Charities Operating in Portugal 
In Portugal, there are around 185,000 people working for nonprofit institutions. This figure represents about 4.3% of Portugal’s total employment. While this percentage might not seem staggering, the nonprofit sector makes up quite a significant portion of Portugal’s employment with a large number of charities operating in the nation. In fact, Portugal’s nonprofit sector actually makes up more of the national employment than the agricultural sector. This article will focus on five charities operating in Portugal and how they are making a difference.

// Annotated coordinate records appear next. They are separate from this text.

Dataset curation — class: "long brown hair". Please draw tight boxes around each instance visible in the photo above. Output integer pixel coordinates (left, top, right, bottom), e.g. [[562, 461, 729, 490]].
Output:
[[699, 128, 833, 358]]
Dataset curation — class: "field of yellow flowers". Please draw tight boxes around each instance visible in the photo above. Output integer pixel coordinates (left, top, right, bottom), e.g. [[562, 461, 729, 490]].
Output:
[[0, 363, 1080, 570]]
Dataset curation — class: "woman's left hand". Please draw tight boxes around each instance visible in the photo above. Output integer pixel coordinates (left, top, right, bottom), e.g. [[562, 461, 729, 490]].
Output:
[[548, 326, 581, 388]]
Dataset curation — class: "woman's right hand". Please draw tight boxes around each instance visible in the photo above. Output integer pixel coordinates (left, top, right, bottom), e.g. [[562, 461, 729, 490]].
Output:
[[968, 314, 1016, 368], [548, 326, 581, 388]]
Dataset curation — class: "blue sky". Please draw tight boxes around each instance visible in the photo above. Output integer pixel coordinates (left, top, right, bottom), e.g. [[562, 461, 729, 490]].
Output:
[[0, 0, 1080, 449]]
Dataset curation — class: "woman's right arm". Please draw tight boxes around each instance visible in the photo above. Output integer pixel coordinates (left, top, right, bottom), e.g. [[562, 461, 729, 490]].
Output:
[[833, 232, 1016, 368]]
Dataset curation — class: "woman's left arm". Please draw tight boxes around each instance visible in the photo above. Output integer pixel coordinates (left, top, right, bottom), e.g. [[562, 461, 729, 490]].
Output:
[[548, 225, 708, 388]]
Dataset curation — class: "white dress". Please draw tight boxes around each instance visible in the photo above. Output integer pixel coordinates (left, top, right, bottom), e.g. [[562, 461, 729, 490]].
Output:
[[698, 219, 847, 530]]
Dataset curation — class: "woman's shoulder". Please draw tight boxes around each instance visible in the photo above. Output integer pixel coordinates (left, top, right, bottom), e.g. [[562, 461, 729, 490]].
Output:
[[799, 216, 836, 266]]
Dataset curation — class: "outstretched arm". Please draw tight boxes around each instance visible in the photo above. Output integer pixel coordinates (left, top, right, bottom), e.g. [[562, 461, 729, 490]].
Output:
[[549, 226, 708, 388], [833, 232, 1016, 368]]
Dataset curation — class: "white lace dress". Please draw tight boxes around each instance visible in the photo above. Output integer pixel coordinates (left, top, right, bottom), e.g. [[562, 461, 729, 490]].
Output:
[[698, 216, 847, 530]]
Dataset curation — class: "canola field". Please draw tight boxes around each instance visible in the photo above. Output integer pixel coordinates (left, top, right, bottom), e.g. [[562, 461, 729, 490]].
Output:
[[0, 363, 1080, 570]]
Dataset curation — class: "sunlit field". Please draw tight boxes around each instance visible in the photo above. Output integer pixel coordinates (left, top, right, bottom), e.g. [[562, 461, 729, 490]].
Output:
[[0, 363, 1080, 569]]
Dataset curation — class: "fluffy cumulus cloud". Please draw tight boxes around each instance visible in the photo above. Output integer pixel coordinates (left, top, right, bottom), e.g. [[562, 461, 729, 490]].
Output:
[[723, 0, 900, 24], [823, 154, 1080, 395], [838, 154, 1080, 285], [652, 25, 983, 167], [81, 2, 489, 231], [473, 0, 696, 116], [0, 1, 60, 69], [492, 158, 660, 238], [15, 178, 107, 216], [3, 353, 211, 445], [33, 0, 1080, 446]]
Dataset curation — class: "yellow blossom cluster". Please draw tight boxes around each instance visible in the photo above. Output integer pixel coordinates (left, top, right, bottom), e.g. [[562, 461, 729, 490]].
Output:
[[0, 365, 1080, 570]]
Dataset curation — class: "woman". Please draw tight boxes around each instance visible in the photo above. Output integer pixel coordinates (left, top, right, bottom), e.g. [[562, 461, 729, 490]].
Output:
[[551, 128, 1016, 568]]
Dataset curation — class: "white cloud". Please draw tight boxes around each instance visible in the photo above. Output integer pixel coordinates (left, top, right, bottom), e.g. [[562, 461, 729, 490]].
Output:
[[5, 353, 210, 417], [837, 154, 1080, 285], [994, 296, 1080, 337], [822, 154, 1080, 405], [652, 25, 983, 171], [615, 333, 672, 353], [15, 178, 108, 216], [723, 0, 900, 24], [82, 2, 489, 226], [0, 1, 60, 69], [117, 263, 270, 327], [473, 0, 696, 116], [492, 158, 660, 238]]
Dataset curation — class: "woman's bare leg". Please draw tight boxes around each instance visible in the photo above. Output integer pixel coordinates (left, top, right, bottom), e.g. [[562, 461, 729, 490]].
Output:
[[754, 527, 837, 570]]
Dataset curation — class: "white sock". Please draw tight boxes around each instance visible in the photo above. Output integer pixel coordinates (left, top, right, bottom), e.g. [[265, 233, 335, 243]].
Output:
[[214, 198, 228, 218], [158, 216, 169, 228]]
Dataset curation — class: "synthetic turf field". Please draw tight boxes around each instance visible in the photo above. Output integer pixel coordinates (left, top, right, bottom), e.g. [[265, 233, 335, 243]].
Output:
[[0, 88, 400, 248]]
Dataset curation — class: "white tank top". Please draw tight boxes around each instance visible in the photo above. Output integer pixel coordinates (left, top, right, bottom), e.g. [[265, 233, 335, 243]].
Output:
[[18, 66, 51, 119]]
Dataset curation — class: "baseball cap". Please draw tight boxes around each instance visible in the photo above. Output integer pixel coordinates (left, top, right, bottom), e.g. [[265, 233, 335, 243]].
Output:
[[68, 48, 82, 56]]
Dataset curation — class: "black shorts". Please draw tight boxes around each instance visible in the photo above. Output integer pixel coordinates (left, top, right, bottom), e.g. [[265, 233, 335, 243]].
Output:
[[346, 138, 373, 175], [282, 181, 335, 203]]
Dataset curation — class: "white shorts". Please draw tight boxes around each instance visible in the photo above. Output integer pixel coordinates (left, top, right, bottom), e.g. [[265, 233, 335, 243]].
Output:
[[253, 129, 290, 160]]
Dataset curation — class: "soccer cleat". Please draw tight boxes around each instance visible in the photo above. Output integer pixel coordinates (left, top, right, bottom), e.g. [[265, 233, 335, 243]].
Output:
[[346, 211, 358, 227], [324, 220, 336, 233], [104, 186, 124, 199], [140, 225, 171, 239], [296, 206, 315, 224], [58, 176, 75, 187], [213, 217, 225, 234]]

5 Charities Operating in Portugal

  1. SOS Children’s Villages International: This Austria-based nonprofit has been operating in Portugal since the early 1960s. SOS works to provide for children who can no longer stay with their families or who do not have families. SOS Villages is currently helping children and families in four locations within Portugal. Internationally, SOS Villages has worked in more than 135 territories and countries.
  2. AMI: This nonprofit focuses on helping people that poverty affects. In Portugal, this charity provides goods and services such as night shelters, street teams and food reception centers. The organization was founded in 1984 and has sent hundreds of volunteers to a number of countries, including Portugal.
  3. Crescer: This nonprofit operates in the greater Lisbon area and focuses on excluded and vulnerable groups of society. The organization is passionate about implementing drug consumption rooms in Portugal. These rooms enable users to consume drugs in a safer setting under the care of medical professionals. They have made contact with 2,478 people experiencing homelessness and 7,969 “consumers of psychoactive drugs.”
  4. Check-In: Operating out of central Lisbon, the main focus of Check-In is youth education. They provide services such as seminars and training for young people hoping to enter the workforce. In Portugal, they also provide access to services such as Portuguese classes for non-natives and workshops for expanding knowledge.
  5. Apoio A Vitma (APAV): This charity’s name means ‘support for the victim’ in Portuguese. As the name suggests, this organization works with people who are victims of violence, sexual assault and discrimination. This nonprofit provides many resources such as a victim hotline, victim support offices and shelter housing. In 2021, APAV had 9,588 phone calls that made contact with victims of abuse. In addition, they made in-person contact with 2,367 other victims.

These charities operating in Portugal are examples of organizations fighting poverty and social inequality. They are looking to provide support for impoverished and vulnerable populations across Portugal and the world.